Setting up your team
- Open the project, then open its Settings.
- Go to the Agents and roles tab.
- Pick a preset (Solo, Pair, Trio) as a starting point, or start from Custom.
- On each role card, assign an agent and, optionally, a model and plugins. Connect or install an agent inline if prompted.
- Open Role charters and customize any role's standing instructions, or leave them on the defaults.
- Review the Handoff rules and toggle them to taste. Turn on "User approves Lead plans before execution" if you want a gate before any code runs.
- There is no Save button: changes persist automatically.
You can also pick a team while creating a new project (the wizard's "The team" and "Charters" steps mirror these same controls), or when adopting an existing folder (Castforge proposes a team and maps it to your connected agents).
Common questions
Do I need all six roles? No. Every team keeps a Lead and a Coder (those two seats cannot be removed); the rest are optional. Start with Solo or Pair and add roles (Tester, Reviewer, Researcher, Designer) as you want more structure.
Can different roles use different agents? Yes. Each seat has its own agent and model. A common setup is a stronger model on the Lead or Reviewer and a faster one on the Coder.
What is the difference between a charter and a handoff rule? A charter is the standing brief for a single role (how it should behave). A handoff rule governs how work moves between roles (who passes to whom, and when).
What is the difference between approving a Lead plan and a permission prompt?

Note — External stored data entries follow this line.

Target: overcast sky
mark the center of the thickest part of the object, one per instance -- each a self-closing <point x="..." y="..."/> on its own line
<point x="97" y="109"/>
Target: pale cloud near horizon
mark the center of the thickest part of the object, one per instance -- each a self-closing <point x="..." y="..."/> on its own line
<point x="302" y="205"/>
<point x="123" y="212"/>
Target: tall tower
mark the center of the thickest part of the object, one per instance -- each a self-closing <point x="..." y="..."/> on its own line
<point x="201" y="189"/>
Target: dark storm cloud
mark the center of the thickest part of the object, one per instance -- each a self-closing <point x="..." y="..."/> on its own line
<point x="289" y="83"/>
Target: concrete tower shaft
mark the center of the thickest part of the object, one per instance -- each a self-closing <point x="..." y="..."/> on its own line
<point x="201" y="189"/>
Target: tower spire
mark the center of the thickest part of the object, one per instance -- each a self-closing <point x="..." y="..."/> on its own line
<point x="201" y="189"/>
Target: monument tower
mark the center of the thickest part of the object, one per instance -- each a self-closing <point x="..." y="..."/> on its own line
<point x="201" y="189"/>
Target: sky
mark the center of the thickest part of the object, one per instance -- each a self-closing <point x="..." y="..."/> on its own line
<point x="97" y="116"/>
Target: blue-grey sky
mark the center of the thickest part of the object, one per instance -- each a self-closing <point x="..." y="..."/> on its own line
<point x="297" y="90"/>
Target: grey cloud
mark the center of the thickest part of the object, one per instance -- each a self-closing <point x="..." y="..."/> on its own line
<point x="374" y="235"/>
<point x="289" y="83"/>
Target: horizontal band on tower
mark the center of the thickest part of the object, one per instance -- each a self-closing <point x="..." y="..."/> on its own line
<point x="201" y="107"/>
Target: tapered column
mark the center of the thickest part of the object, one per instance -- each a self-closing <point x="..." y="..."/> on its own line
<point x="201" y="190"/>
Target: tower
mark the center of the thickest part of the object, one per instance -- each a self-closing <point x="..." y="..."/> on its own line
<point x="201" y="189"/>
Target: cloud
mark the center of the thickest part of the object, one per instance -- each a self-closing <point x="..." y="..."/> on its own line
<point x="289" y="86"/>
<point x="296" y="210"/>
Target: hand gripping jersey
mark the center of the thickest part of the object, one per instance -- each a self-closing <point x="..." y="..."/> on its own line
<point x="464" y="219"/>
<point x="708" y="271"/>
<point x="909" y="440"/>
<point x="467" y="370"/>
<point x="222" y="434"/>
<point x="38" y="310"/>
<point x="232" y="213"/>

Plan approval gates the whole plan before any work starts (Approve / Edit / Reject). A permission prompt is a per-action go-ahead during the work (Deny / Allow once / Allow always).
Why did my preset change to Custom? Any edit to the team (agent, model, role, or plugin) means it no longer matches a named preset, so it is labeled Custom. Your configuration is intact; only the label changed.
Can the team run several tasks at once? Not in this build. Work runs serially, one task at a time. Parallel branches are planned for a future release.
Where do I see what the team is doing? In chat you see each role's output, the turn-start banners, and the handoff banners. On the board (the course) you see tasks move through their states. See "The board: course and milestones" for the board.